Predicting non-alcoholic fatty liver disease (NAFLD) using machine learning algorithms: Evidence from a large-scale community cohort in Taiwan

Abstract

Closely associated with metabolic disorders, non-alcoholic fatty liver disease (NAFLD) substantially increases the risk of hepatocellular carcinoma. This study aimed to apply machine learning (ML) algorithms to a community-based cohort in southern Taiwan to identify key risk factors for NAFLD and to develop predictive models with clinical applicability. Data were derived from community health examinations, and eighteen clinical and demographic features were analyzed. Five ML algorithms were evaluated: logistic regression (LR), random forest (RF), K-nearest neighbors (KNN), adaptive boosting (AdaBoost), and extreme gradient boosting (XGBoost). Model performance was assessed using accuracy, precision, recall, F1 score, and area under the receiver operating characteristic curve (AUROC). A total of 7,510 participants were included (38.8% male; mean age 50.9 ± 15.0 years).
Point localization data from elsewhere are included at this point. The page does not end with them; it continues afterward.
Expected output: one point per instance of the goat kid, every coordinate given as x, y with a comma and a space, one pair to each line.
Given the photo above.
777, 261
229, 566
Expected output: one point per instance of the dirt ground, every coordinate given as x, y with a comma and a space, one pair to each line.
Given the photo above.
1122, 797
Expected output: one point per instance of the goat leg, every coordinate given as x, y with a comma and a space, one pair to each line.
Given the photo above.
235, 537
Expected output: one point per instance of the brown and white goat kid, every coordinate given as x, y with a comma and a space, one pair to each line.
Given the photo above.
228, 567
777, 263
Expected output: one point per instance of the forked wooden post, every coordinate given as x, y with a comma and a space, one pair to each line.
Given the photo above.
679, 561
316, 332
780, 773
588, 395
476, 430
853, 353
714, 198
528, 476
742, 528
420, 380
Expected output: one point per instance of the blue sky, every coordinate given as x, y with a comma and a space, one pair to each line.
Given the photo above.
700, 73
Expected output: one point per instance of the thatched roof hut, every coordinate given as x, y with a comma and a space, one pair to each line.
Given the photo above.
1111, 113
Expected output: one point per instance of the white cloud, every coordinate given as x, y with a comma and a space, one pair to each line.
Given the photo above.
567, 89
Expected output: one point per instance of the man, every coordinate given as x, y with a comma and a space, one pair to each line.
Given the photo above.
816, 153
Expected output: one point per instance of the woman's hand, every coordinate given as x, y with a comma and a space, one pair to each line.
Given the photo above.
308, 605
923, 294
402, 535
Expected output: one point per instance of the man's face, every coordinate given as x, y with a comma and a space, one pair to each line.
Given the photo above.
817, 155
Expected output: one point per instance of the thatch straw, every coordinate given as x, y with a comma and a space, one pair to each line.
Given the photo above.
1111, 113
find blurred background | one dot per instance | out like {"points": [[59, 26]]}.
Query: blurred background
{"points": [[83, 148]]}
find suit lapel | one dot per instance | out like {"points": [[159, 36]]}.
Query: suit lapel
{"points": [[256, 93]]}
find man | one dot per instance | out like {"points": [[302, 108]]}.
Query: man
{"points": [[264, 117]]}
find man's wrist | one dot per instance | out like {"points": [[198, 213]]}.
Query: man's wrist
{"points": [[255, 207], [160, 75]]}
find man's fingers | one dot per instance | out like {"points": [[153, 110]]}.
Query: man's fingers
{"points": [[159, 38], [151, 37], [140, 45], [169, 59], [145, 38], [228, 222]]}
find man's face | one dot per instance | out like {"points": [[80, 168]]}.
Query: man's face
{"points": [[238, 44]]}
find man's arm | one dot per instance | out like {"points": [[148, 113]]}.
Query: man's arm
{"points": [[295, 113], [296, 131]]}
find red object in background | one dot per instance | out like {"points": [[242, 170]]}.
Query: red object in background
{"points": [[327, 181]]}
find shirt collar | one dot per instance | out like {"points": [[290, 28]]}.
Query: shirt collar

The dataset was randomly divided into training (80%) and testing (20%) subsets, with no significant differences observed between groups in most independent variables. The Synthetic Minority Over-sampling Technique (SMOTE) was employed to balance NAFLD and non-NAFLD groups in the training dataset. Among all models, XGBoost achieved the highest performance, with an accuracy of 83.48%, precision of 84.31%, recall of 81.21%, F1 score of 82.72%, and AUROC of 92.85%. Feature importance analysis identified low-density lipoprotein cholesterol (LDL-C), body mass index (BMI), waist circumference, fasting plasma glucose (FPG), and triglycerides (TG) as the most influential predictors of NAFLD. ML algorithms, particularly XGBoost, demonstrated high accuracy in predicting NAFLD and effectively identified key clinical predictors. These findings may enhance early diagnosis and facilitate the development of targeted intervention strategies in the management of NAFLD.